KENKU: Towards Efficient and Stealthy Black-box Adversarial Attacks against ASR Systems


Xinghui Wu, Xi'an Jiaotong University; Shiqing Ma, University of Massachusetts Amherst; Chao Shen and Chenhao Lin, Xi'an Jiaotong University; Qian Wang, Wuhan University; Qi Li, Tsinghua University; Yuan Rao, Xi'an Jiaotong University


Prior researchers show that existing automatic speech recognition (ASR) systems are vulnerable to adversarial examples. Most existing adversarial attacks against ASR systems are either white- or gray-box, limiting their practical usage in the real world. Some black-box attacks also assume the knowledge of output probability vectors to infer output distribution. Other black-box attacks leverage inefficient heavyweight processes, i.e., training auxiliary models or estimating gradients. Moreover, they require input-specific and manual hyperparameter tuning to improve the attack success rate against a specific ASR system. Despite such a heavyweight tuning process, nearly or even more than half of the generated adversarial examples are perceptible to humans.

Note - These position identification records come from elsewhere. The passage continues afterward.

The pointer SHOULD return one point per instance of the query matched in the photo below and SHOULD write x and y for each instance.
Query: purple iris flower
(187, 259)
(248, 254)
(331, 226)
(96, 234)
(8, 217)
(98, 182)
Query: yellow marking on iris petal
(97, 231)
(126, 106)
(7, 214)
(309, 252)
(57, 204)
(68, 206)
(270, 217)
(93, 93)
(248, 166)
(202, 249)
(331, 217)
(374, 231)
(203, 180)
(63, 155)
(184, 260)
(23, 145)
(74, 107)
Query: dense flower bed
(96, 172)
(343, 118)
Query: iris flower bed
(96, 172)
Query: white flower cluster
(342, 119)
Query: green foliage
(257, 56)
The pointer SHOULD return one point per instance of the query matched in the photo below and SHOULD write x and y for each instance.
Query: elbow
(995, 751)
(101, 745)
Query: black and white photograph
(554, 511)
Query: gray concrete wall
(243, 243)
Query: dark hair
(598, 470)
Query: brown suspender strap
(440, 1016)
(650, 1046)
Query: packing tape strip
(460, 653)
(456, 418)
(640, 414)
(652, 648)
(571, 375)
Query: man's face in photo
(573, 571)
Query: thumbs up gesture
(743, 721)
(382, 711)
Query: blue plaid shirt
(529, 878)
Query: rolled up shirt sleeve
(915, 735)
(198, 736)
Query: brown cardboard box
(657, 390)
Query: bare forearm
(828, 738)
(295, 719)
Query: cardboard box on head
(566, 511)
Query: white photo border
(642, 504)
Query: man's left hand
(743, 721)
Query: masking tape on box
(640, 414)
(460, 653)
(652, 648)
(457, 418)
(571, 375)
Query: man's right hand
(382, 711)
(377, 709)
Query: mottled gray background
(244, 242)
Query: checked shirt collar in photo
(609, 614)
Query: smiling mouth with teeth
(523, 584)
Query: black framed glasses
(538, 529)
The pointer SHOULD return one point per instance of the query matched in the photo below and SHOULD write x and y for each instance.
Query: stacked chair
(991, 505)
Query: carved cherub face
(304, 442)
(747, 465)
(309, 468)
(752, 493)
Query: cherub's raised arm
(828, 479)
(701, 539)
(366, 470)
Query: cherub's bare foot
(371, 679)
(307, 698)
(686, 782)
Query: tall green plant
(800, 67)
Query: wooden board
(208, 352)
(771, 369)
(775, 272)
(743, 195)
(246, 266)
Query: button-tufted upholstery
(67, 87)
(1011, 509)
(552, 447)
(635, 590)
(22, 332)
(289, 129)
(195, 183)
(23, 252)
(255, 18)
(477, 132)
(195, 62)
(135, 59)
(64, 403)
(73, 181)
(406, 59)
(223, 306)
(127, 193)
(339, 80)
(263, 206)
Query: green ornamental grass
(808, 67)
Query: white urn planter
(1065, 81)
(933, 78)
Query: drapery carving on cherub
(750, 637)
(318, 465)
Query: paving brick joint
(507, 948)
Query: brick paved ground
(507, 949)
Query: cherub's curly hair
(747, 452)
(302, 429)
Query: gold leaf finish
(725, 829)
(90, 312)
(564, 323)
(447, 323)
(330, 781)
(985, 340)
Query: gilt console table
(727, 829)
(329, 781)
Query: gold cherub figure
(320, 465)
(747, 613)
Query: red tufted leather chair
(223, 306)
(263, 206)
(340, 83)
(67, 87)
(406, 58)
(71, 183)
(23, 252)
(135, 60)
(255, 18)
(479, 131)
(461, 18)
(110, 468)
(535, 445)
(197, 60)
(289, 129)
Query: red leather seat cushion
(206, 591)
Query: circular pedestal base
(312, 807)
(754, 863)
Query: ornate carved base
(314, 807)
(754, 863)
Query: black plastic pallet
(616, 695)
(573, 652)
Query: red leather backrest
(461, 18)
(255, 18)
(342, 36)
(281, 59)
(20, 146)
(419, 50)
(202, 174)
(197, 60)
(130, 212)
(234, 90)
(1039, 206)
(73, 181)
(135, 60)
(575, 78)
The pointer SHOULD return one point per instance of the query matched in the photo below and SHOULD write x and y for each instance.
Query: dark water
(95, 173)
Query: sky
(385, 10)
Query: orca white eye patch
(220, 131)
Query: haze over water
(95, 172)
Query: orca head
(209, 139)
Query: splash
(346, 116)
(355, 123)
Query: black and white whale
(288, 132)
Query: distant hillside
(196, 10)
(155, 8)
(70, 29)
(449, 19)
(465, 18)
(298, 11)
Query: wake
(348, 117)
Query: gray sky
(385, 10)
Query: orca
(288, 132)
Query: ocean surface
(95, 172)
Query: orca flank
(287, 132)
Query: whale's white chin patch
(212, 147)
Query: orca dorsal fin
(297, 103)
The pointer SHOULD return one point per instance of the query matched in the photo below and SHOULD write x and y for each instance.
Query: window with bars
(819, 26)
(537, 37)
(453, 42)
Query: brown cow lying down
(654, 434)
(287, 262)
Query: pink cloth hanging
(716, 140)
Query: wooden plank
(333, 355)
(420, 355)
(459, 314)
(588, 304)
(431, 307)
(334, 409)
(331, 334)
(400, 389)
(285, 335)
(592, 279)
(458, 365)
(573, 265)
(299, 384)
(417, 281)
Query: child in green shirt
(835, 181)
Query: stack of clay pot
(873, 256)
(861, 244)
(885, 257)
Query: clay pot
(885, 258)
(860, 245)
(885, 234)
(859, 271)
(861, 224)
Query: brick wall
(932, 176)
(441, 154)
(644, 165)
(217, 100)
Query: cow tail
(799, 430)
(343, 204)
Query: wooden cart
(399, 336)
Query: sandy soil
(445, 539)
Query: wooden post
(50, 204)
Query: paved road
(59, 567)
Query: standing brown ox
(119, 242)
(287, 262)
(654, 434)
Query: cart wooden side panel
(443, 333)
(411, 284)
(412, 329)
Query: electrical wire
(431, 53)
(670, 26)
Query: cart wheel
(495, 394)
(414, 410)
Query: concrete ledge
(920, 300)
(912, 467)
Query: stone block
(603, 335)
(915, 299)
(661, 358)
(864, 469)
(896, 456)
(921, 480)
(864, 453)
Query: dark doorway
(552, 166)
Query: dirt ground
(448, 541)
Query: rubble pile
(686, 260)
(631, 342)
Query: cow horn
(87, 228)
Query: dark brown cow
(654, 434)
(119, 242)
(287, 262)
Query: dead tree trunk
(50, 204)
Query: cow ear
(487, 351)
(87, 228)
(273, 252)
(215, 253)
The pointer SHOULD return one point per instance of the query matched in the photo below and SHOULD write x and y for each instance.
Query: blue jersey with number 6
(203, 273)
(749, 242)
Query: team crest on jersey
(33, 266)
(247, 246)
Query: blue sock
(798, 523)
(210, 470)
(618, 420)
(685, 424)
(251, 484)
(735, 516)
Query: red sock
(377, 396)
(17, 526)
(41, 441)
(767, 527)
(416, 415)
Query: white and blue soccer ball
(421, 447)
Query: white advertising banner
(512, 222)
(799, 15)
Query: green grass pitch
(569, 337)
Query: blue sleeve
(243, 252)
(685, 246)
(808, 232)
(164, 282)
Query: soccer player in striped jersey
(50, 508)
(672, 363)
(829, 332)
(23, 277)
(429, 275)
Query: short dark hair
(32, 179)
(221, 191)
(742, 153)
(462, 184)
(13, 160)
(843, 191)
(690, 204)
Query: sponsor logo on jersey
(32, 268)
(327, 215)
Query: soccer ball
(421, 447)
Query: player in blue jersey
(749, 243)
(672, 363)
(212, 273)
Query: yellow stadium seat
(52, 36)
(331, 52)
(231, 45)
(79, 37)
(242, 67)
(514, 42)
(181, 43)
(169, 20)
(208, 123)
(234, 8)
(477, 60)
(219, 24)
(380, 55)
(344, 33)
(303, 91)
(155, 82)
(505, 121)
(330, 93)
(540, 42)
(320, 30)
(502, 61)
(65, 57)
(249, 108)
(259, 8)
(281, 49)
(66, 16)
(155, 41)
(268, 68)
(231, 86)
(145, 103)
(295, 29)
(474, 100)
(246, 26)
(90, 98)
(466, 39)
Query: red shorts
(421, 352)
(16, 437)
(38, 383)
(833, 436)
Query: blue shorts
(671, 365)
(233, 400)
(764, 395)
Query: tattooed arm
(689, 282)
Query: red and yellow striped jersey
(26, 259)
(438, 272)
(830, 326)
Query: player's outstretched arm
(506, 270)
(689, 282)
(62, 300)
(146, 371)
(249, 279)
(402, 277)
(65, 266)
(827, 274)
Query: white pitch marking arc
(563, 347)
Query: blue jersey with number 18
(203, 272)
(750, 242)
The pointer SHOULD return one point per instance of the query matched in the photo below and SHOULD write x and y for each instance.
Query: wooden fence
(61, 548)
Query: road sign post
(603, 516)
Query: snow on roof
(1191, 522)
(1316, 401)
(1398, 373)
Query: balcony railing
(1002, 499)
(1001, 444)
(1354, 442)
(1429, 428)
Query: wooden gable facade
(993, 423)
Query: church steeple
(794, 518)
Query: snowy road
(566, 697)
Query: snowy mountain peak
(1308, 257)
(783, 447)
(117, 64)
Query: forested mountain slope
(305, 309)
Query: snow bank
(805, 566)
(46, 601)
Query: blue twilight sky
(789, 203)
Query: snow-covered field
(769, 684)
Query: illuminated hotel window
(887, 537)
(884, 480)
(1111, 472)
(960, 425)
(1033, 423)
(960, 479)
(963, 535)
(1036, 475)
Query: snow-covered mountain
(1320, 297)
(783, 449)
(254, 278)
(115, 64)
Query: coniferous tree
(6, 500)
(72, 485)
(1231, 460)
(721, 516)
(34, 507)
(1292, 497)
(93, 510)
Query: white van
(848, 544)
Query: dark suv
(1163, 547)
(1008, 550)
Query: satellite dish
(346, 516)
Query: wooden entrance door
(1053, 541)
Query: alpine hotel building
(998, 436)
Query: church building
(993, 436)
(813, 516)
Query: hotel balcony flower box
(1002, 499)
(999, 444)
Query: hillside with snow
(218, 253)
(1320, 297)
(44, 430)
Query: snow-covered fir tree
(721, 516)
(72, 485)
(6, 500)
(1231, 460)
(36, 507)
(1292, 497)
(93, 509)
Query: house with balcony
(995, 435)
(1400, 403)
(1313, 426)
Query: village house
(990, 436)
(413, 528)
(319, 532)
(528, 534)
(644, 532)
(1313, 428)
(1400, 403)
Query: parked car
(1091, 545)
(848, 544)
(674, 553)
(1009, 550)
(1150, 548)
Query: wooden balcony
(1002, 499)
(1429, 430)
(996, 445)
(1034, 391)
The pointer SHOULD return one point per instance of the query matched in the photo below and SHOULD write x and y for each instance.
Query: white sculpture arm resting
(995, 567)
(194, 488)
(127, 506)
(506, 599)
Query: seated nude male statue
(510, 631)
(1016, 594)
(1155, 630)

This paper designs KENKU, an efficient and stealthy black-box adversarial attack framework against ASRs, supporting hidden voice command and integrated command attacks. It optimizes the novel acoustic feature loss and perturbation loss, based on Mel-frequency Cepstral Coefficients (MFCC). Both loss values can be calculated locally, avoiding training auxiliary models or estimating gradients, making the attack efficient. Furthermore, we introduce a hyperparameter in optimization that balances the attack effectiveness and imperceptibility automatically. KENKU uses the binary search algorithm to find its optimal value. We evaluated our prototype on eight real-world systems (including five digital and three physical attacks) and compared KENKU with five state-of-the-art works. Results show that KENKU can outperform existing works in the attack performance.